Thanks for the tips.


----------



## GlassEye

Todays update:
Did some grinding. Asymmetric right hand grind, single-bevel style right face with slightly convex(I was trying for flat) left face. I feel I should mention that I am doing all of the grinding on a 3400rpm bench grinder, as that is all I have to do the job. I will try to work on stones (and maybe files) only after the HT because this grinder would probably kill it pretty quickly.








Finished grinding for today. I will probably clean it up some before attempting to normalize and HT this unknown steel from the yard.




The tip was left thicker for now.




Thanks for all of the advice everyone.


----------



## GlassEye

A couple of updates.

I clamped a file to my stone holder and cut in the geometry. It is now flat on the left face and single-bevel style grind on the right face. I left the tip mostly unground still so it is not too thin during HT.

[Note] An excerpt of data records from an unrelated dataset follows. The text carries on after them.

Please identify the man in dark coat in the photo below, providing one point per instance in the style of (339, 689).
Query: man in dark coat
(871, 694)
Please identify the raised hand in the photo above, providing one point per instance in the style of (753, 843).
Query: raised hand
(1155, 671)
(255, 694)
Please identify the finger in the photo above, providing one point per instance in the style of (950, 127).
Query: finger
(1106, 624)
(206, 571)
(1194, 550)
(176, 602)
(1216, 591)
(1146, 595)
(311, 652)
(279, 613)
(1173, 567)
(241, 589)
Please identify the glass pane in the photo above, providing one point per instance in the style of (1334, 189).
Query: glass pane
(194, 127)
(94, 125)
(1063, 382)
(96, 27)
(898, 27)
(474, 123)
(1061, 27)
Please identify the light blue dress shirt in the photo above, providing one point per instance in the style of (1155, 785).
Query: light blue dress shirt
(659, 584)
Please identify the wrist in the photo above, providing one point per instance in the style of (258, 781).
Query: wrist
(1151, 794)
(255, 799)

Sanded today to 220 grit on the back and table, the file left some deep scratches which I am just going to leave there, it's character:biggrin:.


----------



## Chuckles

I'm impressed. Good work!


----------



## Lefty

That looks really cool! Throw me in the impressed column.


----------



## theLawlCat

Wow, that shined up nice. People sell things that look way worse for ridiculous amounts (see ugliest knife ever thread).


----------



## GlassEye

Thanks for the kind words, everyone.


----------



## cord_steele

Great work!


----------